On the other hand, the maximum of computer performance and the uniformed matte silver laptops have also led to a “rollback” or rather a re-entry of things that were once pushed away. Trash-electronics, home-made electronics, converted everyday electronics or the targeted work with low-fi sound quality and recording equipment have been introduced to electronic composition and experimentation (eg. Tamara Wilhelm, Michael Zacherl or Angelica Castello).
As an escape from the sonic overkill, there are also a few refined tendencies of reduced microscopic concentration on individual sounds, sinus tones in the finest mixing and beat forms, such as with Tim Blechmann.
Education and Research
Although the home studio on the laptop has become a standard of every electronic musician and student, educational institutions and electronic studios have not disappeared. At the University of Music and Performing Arts in Graz, it is the IEM, the Institute of Electronic Music and Acoustics, founded in 1965. Teachers at the IEM include composers such as Gerhard Eckel (intermedia work, integration of electronic interfaces) and Winfried Ritsch (a developer of computer-controlled pianos, together with Peter Ablinger, Bernhard Lang, etc). Artistic research still plays a significant role. The IEM Cube, a medium-sized performance space, provides a flexible infrastructure, most notably with the possibility to realize three-dimensional sound projections with countless speakers distributed throughout the entire room, including the ceiling. No other Austrian university or institution offers comparable premises.
At the University of Music and Performing Arts Vienna, there are two ways to learn electronic composition. First, the regular composition studies with emphasis on electronics and electro-acoustics (directed by Karlheinz Essl), or the connected “University Course for Computer Music and Electronic Media”, the ELAK. The name ELAK goes back to the old name and refers to the integration of electro-acoustic music. The ELAK is of particular importance in Austria. Founded in 1963, the three-year course not only offers students the possibility to learn electronic composition, but also sound art or sound directing, and does not require a traditional entrance exam.
For many years, this course was led by Dieter Kaufmann. From 2002 to 2006 he was followed by the composer Germán Toro Pérez, who has been the head of the ICST – Institute for Computer Music projects and Sound Technology in Zurich since 2007. Katharina Klement then directed this course on an interim basis for several years, and now since 2010 Johannes Kretz is the head of the ELAK, together with a team including Katharina Klement, Marco Ciciliani and Wolfgang Musil. Wolfgang Musil is by the way one of the most influential sound directors of the live-electro-acoustic music scene in Austria, together with Alfred Reiter, Christina Bauer and of course the Klangforum sound directors Florian Bogner and Peter Böhm, and Christoph Amann (even though he primarily produces excellent live recordings and studio recordings).
Today’s most acclaimed names in the field of electronics and electro-acoustics of various forms from Austria include numerous ELAK graduates. The importance of this training course and its influence on many composers is emphasized, for example, by Katharina Klement in a mica-interview.

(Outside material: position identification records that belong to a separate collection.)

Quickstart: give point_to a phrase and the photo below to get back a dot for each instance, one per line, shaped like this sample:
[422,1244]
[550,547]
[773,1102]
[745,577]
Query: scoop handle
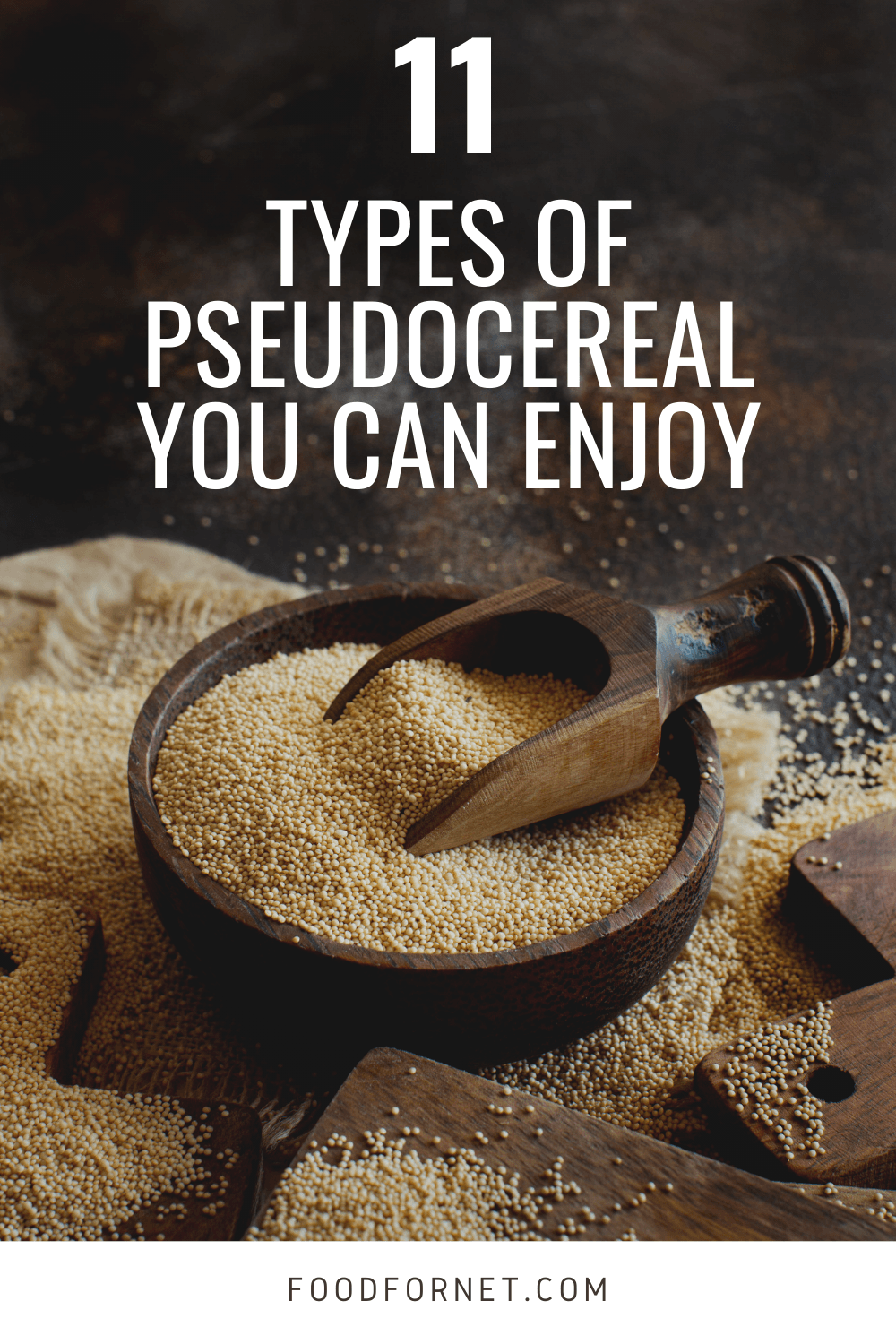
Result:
[785,618]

There are especially some women that have been able to establish themselves in the field of electro-acoustic music. Besides Katharina Klement, there is Andrea Sodomka (“Alien Productions”), Elisabeth Schimana (IMA), Tamara Wilhelm (Velak, experimental electronics) or Mia Zabelka.
Also coupled with the Institute for Composition and Electro-acoustics at the University of Vienna, is the Center for Innovative Music Technology (ZiMT), founded in 2008 and again directed by Johannes Kretz. The center focuses on research in the field of computer-assisted music theory, as well as computer music and multimedia performance.
Listening to Electronic Music – Venues
In Austria electronic and electro-acoustic music can be heard at various, mostly small venues. Dedicated concert series take place at the IEM in Graz, but also at the Alte Schmiede (Elektronischer Frühling) and especially in the Brut Konzerthaus. With the name VELAK Gala, Daniel Lercher, Peter Kutin and Stefan Brunner, former students of the ELAK, have teamed up since 2007 to organize monthly concerts with electronic, electro-acoustic and experimental music. Here you can listen to music from Austria as well as from international guests. With an emphasis on rather small projects, these concerts are well attended, especially by a younger crowd. Complex and unique in Austria is the series “The Electroacoustic Project“, organized by the composer Thomas Gorbach since 2007. The special feature of this concert series for electronic and electro-acoustic music are the speakers. The idea of acousmatics was first developed in the 1970s in France. In short, it refers to an orchestra of speakers of different tonal characteristics, which are specially positioned and aligned, depending on the composition. With his acousmonium, Thomas Gorbach contributes to the fact that electro-acoustic music does not end in the “storage of the composition”, but that different speakers also contribute to an interpretation.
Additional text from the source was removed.